Alberto Witvrun.-El enrarecido clima social en el Valle del Mezquital y en particular de Ixmiquilpan que en el último lustro generó un ambiente de ingobernabilidad que hoy se refleja en la inseguridad y en la presencia de grupos delincuenciales que dejan una estela de violencia que se refleja en un aumento en los homicidios dolosos; lo que en voz de expertos pudo evitarse si el comportamiento de la autoridad municipal hubiera sido otro.

El anterior gobierno municipal y el actual, dedicados al protagonismo y a la acumulación de poder político y económico, dejaron atrás la institucionalidad manteniendo una política de confrontación con el gobierno estatal, al tiempo de poner su capital al servicio del mejor postor, así se aliaron en lo oscurito a grupos de poder para acumular más riqueza a partir de la obra pública autorizada para sus empresas y presta nombres.

Mientras administraban y decían y dicen gobernar mientras la descomposición social avanzaba, caldo de cultivo para grupos delincuenciales, que aprovecharon la ingobernabilidad del municipio, algo que los hermanos Cipriano y Pascual Charrez Pedraza se empeñan en ocultar, a pesar de los señalamientos sociales, porque si realmente Cirpiano hubiera gobernado y Pascual lo hiciera hubieran solicitado el apoyo de los gobiernos federal y estatal para garantizar la seguridad.

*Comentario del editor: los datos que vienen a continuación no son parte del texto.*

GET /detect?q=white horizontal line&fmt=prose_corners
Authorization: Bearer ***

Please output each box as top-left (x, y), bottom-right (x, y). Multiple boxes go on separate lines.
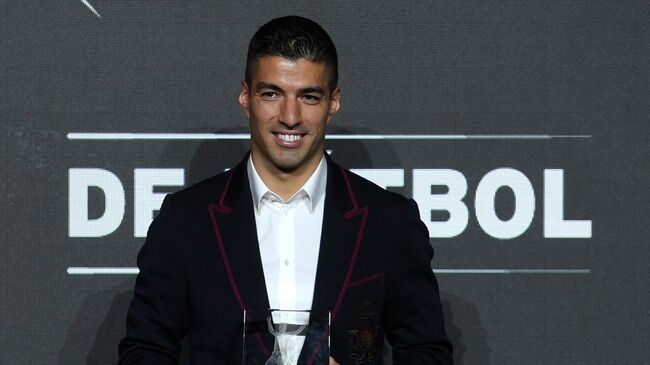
top-left (67, 267), bottom-right (140, 275)
top-left (433, 269), bottom-right (591, 274)
top-left (66, 133), bottom-right (592, 141)
top-left (66, 267), bottom-right (590, 275)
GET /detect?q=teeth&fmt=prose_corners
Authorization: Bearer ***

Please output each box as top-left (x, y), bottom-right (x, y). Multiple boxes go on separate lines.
top-left (278, 134), bottom-right (301, 142)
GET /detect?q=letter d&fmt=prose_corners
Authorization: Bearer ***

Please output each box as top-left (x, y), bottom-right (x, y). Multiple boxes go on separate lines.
top-left (69, 168), bottom-right (125, 237)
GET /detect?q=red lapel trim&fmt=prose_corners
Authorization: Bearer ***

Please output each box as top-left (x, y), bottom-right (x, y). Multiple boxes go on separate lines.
top-left (207, 168), bottom-right (269, 358)
top-left (347, 272), bottom-right (385, 289)
top-left (331, 166), bottom-right (369, 322)
top-left (208, 169), bottom-right (240, 308)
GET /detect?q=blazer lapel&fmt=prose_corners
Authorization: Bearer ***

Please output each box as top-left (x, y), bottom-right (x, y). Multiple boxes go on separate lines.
top-left (299, 156), bottom-right (370, 365)
top-left (207, 158), bottom-right (273, 356)
top-left (311, 156), bottom-right (369, 323)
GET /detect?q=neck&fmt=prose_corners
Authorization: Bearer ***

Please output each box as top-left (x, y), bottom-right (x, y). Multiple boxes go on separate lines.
top-left (251, 152), bottom-right (323, 201)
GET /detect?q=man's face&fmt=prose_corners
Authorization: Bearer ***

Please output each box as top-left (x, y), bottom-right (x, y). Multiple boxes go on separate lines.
top-left (239, 56), bottom-right (340, 177)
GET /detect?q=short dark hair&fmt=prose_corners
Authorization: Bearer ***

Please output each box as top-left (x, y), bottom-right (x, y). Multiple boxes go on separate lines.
top-left (245, 16), bottom-right (339, 92)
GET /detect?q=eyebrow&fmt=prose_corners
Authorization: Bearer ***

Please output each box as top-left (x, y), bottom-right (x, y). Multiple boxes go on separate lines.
top-left (299, 87), bottom-right (325, 95)
top-left (254, 82), bottom-right (325, 95)
top-left (254, 82), bottom-right (283, 92)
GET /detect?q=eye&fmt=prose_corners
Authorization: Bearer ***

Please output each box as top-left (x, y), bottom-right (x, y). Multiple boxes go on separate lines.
top-left (301, 95), bottom-right (321, 105)
top-left (260, 91), bottom-right (280, 100)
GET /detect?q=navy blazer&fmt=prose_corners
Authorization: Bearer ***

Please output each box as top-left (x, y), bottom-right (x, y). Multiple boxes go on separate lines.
top-left (118, 154), bottom-right (452, 364)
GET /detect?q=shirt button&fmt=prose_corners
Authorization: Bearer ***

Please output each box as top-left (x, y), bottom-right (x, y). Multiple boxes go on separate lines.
top-left (284, 259), bottom-right (290, 266)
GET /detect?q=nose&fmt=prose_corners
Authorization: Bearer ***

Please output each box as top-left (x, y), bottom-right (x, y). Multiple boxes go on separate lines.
top-left (278, 97), bottom-right (301, 127)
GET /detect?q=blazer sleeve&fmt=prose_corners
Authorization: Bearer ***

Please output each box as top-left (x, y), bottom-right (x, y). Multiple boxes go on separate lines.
top-left (383, 199), bottom-right (454, 365)
top-left (118, 195), bottom-right (188, 364)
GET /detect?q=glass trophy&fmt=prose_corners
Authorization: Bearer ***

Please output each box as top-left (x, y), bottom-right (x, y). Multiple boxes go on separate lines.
top-left (243, 309), bottom-right (330, 365)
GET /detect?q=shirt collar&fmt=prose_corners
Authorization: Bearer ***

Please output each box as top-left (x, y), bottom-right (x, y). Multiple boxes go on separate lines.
top-left (247, 154), bottom-right (327, 214)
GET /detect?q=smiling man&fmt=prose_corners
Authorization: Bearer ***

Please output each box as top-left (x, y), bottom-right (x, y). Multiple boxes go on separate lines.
top-left (119, 16), bottom-right (452, 365)
top-left (241, 55), bottom-right (339, 201)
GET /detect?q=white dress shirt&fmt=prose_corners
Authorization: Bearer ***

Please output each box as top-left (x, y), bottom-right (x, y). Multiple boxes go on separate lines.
top-left (247, 155), bottom-right (327, 364)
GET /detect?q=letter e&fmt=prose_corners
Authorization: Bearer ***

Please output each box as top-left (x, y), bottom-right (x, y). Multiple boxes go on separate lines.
top-left (134, 169), bottom-right (184, 237)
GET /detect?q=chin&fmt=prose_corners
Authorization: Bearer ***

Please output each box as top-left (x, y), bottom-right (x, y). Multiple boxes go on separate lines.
top-left (271, 151), bottom-right (306, 167)
top-left (272, 159), bottom-right (305, 173)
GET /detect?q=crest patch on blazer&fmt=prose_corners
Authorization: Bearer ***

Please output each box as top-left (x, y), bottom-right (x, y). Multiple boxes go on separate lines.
top-left (348, 300), bottom-right (379, 364)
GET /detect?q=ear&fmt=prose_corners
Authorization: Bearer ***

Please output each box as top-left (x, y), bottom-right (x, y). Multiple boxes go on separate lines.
top-left (326, 86), bottom-right (341, 124)
top-left (238, 80), bottom-right (250, 119)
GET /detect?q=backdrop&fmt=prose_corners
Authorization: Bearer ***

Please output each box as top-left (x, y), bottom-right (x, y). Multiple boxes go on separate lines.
top-left (1, 1), bottom-right (649, 364)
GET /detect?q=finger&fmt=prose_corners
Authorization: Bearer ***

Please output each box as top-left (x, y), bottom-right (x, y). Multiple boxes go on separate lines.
top-left (329, 356), bottom-right (340, 365)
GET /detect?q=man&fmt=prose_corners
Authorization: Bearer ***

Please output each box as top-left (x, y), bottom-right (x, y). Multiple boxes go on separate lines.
top-left (119, 16), bottom-right (452, 364)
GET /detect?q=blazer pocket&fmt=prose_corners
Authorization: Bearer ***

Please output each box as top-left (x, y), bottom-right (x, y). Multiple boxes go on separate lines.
top-left (346, 272), bottom-right (384, 296)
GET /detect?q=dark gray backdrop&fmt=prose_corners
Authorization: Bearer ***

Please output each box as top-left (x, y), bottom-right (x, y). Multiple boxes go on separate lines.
top-left (1, 1), bottom-right (649, 364)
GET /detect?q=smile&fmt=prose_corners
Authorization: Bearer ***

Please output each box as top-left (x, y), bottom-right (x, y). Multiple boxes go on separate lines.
top-left (276, 133), bottom-right (303, 143)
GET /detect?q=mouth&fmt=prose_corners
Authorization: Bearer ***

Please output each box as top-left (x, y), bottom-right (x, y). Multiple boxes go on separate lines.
top-left (273, 132), bottom-right (305, 147)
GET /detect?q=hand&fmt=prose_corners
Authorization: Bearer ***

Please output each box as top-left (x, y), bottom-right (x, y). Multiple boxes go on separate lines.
top-left (329, 356), bottom-right (340, 365)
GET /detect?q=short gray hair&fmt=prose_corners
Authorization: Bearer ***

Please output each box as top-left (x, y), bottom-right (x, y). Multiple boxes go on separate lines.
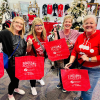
top-left (83, 14), bottom-right (97, 24)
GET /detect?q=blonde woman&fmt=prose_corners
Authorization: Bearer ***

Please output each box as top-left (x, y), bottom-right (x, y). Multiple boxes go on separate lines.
top-left (0, 16), bottom-right (27, 100)
top-left (54, 15), bottom-right (80, 92)
top-left (26, 17), bottom-right (47, 95)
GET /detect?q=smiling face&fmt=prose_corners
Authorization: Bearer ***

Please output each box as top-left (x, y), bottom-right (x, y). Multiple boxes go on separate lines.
top-left (35, 22), bottom-right (43, 35)
top-left (63, 18), bottom-right (72, 30)
top-left (83, 17), bottom-right (97, 36)
top-left (12, 18), bottom-right (24, 32)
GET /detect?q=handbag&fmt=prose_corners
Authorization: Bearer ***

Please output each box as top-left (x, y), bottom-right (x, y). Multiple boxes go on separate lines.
top-left (15, 45), bottom-right (44, 80)
top-left (44, 38), bottom-right (70, 61)
top-left (61, 61), bottom-right (91, 91)
top-left (3, 36), bottom-right (20, 69)
top-left (0, 53), bottom-right (4, 78)
top-left (36, 36), bottom-right (48, 58)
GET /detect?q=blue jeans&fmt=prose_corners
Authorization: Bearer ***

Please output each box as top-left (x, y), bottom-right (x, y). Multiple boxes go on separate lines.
top-left (81, 66), bottom-right (100, 100)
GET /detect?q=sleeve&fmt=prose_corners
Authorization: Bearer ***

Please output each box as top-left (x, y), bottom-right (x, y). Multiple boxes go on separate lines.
top-left (96, 39), bottom-right (100, 61)
top-left (0, 31), bottom-right (3, 42)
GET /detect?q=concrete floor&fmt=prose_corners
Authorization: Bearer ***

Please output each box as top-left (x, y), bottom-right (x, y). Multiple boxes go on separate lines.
top-left (0, 59), bottom-right (100, 100)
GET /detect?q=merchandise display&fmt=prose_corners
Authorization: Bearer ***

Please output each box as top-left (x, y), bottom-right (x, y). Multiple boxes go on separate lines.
top-left (58, 4), bottom-right (64, 17)
top-left (42, 4), bottom-right (47, 15)
top-left (47, 4), bottom-right (53, 14)
top-left (53, 3), bottom-right (58, 16)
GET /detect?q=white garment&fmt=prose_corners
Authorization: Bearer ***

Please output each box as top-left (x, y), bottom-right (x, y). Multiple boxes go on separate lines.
top-left (2, 13), bottom-right (9, 24)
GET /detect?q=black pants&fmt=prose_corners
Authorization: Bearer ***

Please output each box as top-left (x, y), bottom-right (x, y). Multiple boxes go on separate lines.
top-left (30, 80), bottom-right (36, 87)
top-left (6, 67), bottom-right (19, 95)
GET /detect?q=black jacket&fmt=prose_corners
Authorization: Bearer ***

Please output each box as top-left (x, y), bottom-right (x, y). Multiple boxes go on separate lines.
top-left (0, 29), bottom-right (27, 67)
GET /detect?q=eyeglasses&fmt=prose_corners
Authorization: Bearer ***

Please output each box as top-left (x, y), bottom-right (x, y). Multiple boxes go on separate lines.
top-left (13, 21), bottom-right (24, 26)
top-left (35, 25), bottom-right (43, 27)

Pero no, Cipriano se dio tiempo para intentar crear guardias comunitarias y Pascual para descuidar la operación de la policía municipal y prefiere hoy estar “protegido” él y su familia por un puñado de policías e incluso ha dejado de asistir a eventos públicos, por ello la población se pregunta porque los hermanos Charrez Pedraza guardan silencio sobre la inseguridad y parece que la responsabilidad se la dejan ahora sí a los gobiernos estatal y federal.

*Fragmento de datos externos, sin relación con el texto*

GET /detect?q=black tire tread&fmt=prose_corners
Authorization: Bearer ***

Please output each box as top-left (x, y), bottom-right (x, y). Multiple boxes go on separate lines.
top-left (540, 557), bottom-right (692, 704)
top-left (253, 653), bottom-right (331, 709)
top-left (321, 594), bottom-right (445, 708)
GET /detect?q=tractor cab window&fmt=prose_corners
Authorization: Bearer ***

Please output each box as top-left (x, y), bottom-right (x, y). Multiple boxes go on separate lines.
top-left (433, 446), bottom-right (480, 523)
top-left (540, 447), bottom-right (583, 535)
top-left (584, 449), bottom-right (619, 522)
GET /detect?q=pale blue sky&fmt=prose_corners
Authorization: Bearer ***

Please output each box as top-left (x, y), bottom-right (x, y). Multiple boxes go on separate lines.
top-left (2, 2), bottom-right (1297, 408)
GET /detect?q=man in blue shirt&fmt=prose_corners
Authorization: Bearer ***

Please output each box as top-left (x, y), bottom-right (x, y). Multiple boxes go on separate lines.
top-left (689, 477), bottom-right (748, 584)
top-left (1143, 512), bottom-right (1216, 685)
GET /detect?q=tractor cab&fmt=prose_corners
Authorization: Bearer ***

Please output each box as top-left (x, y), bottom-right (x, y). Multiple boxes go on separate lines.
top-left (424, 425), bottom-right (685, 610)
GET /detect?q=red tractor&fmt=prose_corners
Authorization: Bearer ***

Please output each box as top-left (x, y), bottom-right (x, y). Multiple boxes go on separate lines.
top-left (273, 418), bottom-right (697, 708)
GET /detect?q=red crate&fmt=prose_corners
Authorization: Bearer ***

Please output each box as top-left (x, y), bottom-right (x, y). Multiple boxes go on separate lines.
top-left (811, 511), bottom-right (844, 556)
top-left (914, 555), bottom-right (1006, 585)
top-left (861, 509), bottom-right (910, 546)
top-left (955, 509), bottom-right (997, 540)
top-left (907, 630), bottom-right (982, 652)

Tampoco se escuchan las voces de quienes exigieron que ya no operará la base de la Policía Federal, después del movimiento de protesta contra el Gasolinazo, en fin que Ixmiquilpan se convirtió en un foco rojo que ya llamó la atención de los gobiernos federal y estatal, que para apagarlos requerirá de la participación de la población y de un cambio de gobierno en 2020 que le dé rumbo adecuado al municipio, sin importar quien lo postule.